隣人を愛しましょう。この状況で隣人のために何ができるか分からない面もありますし、不安の中にいる人にどんな言葉をかけるか難しくも感じますが、私たちが気持ちにおいては前向きでいることが励ましになるかも知れませんし、具体的な助けが必要な時に手を差しのばしましょう。

なにより、私たちの従うべき方は主イエス様であることを忘れないようにしましょう。コロナウイルスのニュースは近所のドラッグストアでマスクがいつ売られるかといった情報に私たちの生活と心を支配させないようにしましょう。

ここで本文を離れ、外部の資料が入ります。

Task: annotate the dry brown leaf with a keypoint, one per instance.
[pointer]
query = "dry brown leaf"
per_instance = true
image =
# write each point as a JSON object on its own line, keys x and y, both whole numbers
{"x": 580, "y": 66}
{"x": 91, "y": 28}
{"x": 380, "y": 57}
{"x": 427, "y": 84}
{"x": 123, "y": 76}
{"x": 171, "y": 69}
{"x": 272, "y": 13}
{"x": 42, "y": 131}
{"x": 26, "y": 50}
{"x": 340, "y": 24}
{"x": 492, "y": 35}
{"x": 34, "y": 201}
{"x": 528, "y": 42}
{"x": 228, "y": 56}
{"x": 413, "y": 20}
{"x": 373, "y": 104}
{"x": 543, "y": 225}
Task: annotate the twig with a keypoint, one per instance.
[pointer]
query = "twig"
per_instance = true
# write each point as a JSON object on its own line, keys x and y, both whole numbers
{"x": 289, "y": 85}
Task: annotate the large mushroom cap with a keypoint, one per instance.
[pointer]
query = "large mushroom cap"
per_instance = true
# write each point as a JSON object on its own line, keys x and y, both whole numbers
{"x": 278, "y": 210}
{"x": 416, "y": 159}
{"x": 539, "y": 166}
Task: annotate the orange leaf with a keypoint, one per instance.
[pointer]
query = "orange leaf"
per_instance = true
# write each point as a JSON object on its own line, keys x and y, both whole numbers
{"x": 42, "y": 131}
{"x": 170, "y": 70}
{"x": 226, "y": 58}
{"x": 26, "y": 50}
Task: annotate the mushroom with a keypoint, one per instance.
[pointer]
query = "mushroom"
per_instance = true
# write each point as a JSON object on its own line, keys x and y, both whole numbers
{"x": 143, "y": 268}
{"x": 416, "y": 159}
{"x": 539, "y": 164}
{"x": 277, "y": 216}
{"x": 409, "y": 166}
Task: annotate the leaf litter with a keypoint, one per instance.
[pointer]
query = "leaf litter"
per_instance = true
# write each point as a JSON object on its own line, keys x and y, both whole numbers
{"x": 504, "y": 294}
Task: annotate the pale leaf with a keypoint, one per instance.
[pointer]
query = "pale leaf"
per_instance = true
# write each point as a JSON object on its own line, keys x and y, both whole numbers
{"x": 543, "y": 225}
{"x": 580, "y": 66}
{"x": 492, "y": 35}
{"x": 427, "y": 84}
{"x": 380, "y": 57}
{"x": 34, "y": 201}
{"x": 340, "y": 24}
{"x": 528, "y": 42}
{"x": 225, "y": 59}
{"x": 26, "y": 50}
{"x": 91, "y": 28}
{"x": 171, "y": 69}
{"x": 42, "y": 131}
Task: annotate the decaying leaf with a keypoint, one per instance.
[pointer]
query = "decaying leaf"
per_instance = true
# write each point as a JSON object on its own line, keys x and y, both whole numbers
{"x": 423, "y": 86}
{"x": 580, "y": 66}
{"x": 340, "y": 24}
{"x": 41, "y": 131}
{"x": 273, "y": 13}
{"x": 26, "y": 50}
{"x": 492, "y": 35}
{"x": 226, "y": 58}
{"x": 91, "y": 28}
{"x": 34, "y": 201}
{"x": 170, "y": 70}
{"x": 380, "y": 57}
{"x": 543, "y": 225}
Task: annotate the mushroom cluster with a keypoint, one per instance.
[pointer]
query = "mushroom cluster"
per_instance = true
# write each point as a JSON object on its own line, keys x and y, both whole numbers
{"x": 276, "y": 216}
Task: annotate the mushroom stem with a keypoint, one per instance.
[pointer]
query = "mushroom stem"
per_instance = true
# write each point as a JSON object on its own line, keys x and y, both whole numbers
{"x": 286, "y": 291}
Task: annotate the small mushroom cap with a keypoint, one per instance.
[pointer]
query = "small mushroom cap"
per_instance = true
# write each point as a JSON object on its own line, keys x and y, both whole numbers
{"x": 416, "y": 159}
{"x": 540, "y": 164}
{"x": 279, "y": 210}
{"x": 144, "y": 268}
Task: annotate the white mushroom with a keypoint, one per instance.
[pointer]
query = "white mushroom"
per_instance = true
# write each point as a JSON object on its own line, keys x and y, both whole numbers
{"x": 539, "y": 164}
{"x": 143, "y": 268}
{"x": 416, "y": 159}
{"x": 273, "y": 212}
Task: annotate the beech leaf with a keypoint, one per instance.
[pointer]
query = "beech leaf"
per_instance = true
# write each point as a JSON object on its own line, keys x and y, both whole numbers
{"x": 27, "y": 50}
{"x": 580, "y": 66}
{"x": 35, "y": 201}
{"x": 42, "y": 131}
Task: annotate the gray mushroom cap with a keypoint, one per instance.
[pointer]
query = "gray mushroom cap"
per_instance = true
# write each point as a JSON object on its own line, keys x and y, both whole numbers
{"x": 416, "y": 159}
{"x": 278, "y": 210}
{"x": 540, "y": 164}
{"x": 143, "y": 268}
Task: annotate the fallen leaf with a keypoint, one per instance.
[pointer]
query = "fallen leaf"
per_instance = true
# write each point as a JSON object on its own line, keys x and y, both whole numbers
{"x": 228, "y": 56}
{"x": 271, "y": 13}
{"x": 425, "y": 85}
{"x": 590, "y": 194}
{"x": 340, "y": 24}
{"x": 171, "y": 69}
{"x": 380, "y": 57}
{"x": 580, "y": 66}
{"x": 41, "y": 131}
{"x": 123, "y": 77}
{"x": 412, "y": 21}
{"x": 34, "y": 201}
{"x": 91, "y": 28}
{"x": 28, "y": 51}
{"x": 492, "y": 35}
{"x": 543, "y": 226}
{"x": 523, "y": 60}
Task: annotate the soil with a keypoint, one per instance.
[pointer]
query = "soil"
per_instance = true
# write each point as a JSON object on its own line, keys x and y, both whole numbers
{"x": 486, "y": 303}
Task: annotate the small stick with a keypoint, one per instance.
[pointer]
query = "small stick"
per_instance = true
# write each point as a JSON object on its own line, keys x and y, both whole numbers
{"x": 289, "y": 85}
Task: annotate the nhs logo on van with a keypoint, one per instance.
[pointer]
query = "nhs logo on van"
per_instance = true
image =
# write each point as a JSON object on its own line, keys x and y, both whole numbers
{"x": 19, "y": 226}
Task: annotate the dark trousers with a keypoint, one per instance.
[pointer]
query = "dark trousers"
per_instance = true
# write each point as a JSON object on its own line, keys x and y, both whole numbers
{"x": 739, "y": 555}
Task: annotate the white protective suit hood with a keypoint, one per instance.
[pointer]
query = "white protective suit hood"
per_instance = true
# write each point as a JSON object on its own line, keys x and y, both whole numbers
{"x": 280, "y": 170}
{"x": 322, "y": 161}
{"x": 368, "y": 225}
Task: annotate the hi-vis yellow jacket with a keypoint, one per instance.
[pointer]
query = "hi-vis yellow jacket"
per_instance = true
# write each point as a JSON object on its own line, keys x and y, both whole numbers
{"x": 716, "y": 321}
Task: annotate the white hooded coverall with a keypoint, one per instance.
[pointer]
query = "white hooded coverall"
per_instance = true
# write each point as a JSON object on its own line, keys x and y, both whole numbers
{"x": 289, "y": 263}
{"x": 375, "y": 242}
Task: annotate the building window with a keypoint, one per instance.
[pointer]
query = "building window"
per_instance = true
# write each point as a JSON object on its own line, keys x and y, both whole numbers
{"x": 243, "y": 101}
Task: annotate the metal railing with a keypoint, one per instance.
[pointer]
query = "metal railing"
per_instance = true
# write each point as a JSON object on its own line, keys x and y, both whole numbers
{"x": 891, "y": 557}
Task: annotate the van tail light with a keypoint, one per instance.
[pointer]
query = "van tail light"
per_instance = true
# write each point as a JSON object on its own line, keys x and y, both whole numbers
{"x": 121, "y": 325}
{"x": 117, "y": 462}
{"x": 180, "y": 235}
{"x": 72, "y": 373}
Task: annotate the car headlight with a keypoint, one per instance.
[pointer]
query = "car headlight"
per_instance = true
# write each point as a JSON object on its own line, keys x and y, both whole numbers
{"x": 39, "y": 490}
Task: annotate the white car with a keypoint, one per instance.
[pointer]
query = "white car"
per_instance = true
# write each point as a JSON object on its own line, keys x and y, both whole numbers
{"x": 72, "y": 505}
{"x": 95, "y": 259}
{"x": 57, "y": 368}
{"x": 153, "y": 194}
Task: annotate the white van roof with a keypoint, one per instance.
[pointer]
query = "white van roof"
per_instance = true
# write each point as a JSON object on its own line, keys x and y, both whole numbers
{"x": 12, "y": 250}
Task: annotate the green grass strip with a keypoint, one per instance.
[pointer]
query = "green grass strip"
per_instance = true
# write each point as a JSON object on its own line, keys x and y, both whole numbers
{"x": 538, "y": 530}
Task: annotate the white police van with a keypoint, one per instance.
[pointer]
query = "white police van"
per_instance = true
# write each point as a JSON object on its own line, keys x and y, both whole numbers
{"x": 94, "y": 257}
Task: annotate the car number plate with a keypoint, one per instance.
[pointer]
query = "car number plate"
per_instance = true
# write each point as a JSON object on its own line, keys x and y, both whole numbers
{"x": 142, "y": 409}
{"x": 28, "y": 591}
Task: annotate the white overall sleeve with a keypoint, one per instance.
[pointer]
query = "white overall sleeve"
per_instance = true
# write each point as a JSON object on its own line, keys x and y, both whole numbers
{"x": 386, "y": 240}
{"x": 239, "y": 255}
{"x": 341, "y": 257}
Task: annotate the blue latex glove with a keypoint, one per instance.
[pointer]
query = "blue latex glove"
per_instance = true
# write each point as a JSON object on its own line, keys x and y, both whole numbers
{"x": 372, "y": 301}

人の愛が冷えていくような時であればあるほど、惑わされず、忍耐をもって神の子供らしく生きること、福音に生き、言葉と行いで福音を証しする者であることを何より大切にしていきましょう。

祈り

「天の父なる神様。

世の終わりを思わせる何かがあっても、起こっても、慌てるな、惑わされるな、忍耐強くあれと語りかけてくださってありがとうございます。

今もこれからも、忍耐のためされる場面があり、恐れたり不安になったり、気持ちが落ち着かない時があるに違いありませんが、そのような中でも、主イエス様だけを恐れ、信頼し、兄弟姉妹と隣人を愛する者であり続けさせてください。福音に生き、福音を証しする者であらせてください。

恐れる者に平安を、弱っている者に癒しと慰めを、飢え渇くものに救いをお与えください。